Fewer Utahns falling behind on mortgages
Fewer Utahns are falling behind on their mortgages, according to the latest report from research firm LPS Applied Analytics. In December, delinquency rates in Utah fell more than 11 percent compared to December 2009.
The total percentage of non-current mortgages, including those in foreclosure, was also down from last year. In December 2010, the figure declined nearly 3 percent from the same month in 2009.
The bad news, however, is that while fewer homeowners are defaulting, many who are already delinquent are falling into foreclosure. Utah’s foreclosure inventory in December 2010 was up nearly 29 percent compared to the same month a year earlier.

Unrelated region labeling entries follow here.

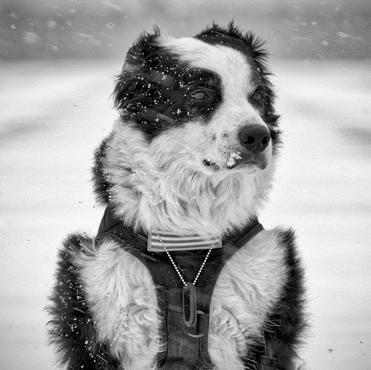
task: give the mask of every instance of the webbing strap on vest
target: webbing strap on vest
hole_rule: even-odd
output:
[[[223,237],[222,248],[212,249],[196,284],[196,327],[186,326],[183,317],[183,283],[167,256],[147,249],[145,234],[135,233],[115,218],[109,206],[105,211],[96,241],[111,238],[138,258],[149,271],[156,287],[158,304],[163,318],[160,333],[166,350],[158,356],[161,370],[212,368],[207,350],[210,303],[218,277],[228,260],[263,229],[258,219],[243,229]],[[186,281],[192,281],[207,250],[174,251],[171,255]]]

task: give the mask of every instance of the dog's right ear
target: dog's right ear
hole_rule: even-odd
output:
[[[151,58],[158,55],[160,47],[156,41],[160,35],[160,29],[155,26],[152,33],[142,33],[128,51],[112,94],[114,107],[122,114],[138,107],[141,97],[147,93]]]

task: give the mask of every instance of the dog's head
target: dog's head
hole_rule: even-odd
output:
[[[232,23],[192,37],[142,35],[117,78],[121,119],[96,152],[99,198],[145,228],[185,232],[186,215],[200,229],[246,222],[279,143],[270,74],[262,43]]]

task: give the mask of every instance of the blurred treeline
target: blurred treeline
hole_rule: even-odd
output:
[[[370,0],[2,0],[0,59],[123,57],[155,24],[181,36],[231,19],[278,56],[371,56]]]

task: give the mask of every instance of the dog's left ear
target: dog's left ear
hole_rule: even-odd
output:
[[[142,33],[129,49],[121,73],[115,80],[112,93],[115,108],[124,110],[138,106],[141,97],[148,92],[146,60],[158,53],[156,40],[160,35],[160,30],[155,26],[153,33]]]

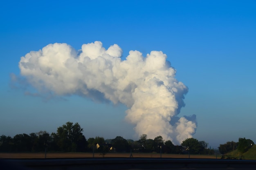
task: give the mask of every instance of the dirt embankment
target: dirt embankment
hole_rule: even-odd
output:
[[[132,157],[134,158],[159,158],[159,153],[133,153]],[[0,153],[0,158],[11,159],[32,159],[45,158],[45,153]],[[216,155],[179,155],[162,154],[162,158],[197,158],[197,159],[216,159]],[[108,153],[104,155],[100,153],[47,153],[46,158],[129,158],[131,157],[130,153]],[[220,159],[220,157],[218,157]]]

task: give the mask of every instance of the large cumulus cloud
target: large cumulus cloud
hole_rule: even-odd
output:
[[[152,51],[144,57],[131,51],[122,60],[122,53],[117,45],[106,49],[99,41],[79,51],[55,43],[21,57],[19,66],[39,93],[47,89],[56,96],[75,94],[125,104],[126,119],[135,125],[138,135],[161,135],[176,144],[192,137],[195,119],[177,119],[188,88],[175,78],[166,55]]]

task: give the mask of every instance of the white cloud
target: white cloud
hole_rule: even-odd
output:
[[[19,67],[39,92],[46,88],[58,95],[103,97],[125,104],[129,108],[126,119],[136,124],[139,136],[147,134],[153,139],[160,135],[175,143],[192,136],[195,123],[182,117],[176,125],[169,123],[184,106],[188,89],[175,78],[166,55],[153,51],[144,57],[131,51],[121,60],[122,53],[117,44],[106,50],[99,41],[84,44],[79,51],[55,43],[22,57]]]

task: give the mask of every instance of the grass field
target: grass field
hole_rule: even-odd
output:
[[[11,159],[32,159],[45,158],[45,153],[0,153],[0,158]],[[132,156],[134,158],[159,158],[160,155],[159,153],[133,153]],[[216,159],[216,155],[191,155],[190,158],[196,159]],[[54,153],[49,152],[46,154],[46,158],[92,158],[92,153],[82,152],[67,152]],[[103,155],[100,153],[95,153],[94,157],[95,158],[129,158],[130,153],[108,153]],[[162,154],[162,158],[189,158],[188,155],[166,154]],[[218,159],[220,159],[218,157]]]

LPS said the trend for the month is one of foreclosures making their way through the system. Delinquency rates are lower because more loans entered foreclosure and new delinquencies declined. Foreclosure rates are also higher because there is a limited amount of foreclosure sale activity, the company said.
At 2.7 percent, Utah’s foreclosure inventory was lower than the rates in many other states. The total percentage of non-current loans in December was 9.8 percent, placing Utah as the 35th lowest in non-current mortgages. That’s a slightly better ranking than last year when Utah was No. 34. In the U.S. as a whole, the rate of non-current mortgages is about 13 percent.
Along with declining delinquencies, the other piece of good news was the fact that delinquencies bucked the seasonal trend and declined, even though they typically rise at the end of the year. The Wall Street Journal speculates that could be the result of an improved economy and labor market stabilization.
The LPS report tracks a sample of 52.9 million loans across the U.S.